Первым пошел Акутин. Он ловко проделал все номера от рубки жгута, лозы налево и направо, уколол пикой лежачее чучело и проколол стоячее, выстрелил кокосовой пулей в мишень и попал, на скаку закинул винтовку и снова рубил лозу. За ним Шляхтин проделал то же самое.
Потом прошли Парфентьев, Сердюков и Мурзаев. Все проделали хорошо, но не так, как первые. Пошел Курбатов. «Жетон» с места взял в широкий карьер, что не предвещало ничего хорошего. Но Курбатов успел проделать все номера и только перед последней лозой «Жетон» круто повернул влево и всадник не достал клинком до лозы.

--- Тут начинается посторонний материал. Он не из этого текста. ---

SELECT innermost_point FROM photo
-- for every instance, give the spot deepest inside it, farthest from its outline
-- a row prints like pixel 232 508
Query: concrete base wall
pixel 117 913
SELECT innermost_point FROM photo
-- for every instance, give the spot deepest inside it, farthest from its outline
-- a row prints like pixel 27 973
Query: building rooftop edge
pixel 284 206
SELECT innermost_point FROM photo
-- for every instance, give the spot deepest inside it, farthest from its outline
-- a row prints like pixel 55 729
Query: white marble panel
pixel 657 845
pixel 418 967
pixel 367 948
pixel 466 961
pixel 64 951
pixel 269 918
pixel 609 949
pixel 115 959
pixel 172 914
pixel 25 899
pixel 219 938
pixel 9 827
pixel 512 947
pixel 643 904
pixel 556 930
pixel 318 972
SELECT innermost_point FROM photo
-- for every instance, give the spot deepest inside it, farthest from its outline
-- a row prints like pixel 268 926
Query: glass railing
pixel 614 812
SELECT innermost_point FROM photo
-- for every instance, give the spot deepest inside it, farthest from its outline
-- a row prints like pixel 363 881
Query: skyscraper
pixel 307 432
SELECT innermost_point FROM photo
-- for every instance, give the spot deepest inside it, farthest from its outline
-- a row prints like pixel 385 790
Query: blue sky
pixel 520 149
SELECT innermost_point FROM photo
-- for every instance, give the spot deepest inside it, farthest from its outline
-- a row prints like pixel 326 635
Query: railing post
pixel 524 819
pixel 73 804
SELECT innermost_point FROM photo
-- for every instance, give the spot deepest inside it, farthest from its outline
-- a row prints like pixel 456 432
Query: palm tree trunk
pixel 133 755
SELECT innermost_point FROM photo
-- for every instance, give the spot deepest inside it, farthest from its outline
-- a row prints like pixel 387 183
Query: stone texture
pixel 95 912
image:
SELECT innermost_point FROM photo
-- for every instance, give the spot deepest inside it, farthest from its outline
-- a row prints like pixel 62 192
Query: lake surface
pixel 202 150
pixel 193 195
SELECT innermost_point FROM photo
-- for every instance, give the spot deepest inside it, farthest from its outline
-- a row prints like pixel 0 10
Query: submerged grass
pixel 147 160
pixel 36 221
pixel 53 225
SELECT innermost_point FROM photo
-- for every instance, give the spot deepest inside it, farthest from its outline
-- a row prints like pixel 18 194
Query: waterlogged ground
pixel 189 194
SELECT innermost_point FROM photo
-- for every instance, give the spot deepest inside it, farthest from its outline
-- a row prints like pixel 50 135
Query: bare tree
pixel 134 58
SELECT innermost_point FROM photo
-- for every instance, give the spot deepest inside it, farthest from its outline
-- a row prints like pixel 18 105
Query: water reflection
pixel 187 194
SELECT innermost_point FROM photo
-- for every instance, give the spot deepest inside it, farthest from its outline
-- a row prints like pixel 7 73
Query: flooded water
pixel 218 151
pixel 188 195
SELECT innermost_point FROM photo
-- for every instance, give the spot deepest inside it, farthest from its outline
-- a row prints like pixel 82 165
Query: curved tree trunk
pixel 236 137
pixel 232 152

Солдатов сиял, как медный таз, словно в его обязанности входило проваливать юнкеров на состязании.
– Говорил, что не нужно идти, – видишь, что получилось. И все равно не дали бы приза, «Пупырь» бы придрался все равно. – Недовольно говорил Курбатов.
Акутин получил первый приз. Шляхтин второй.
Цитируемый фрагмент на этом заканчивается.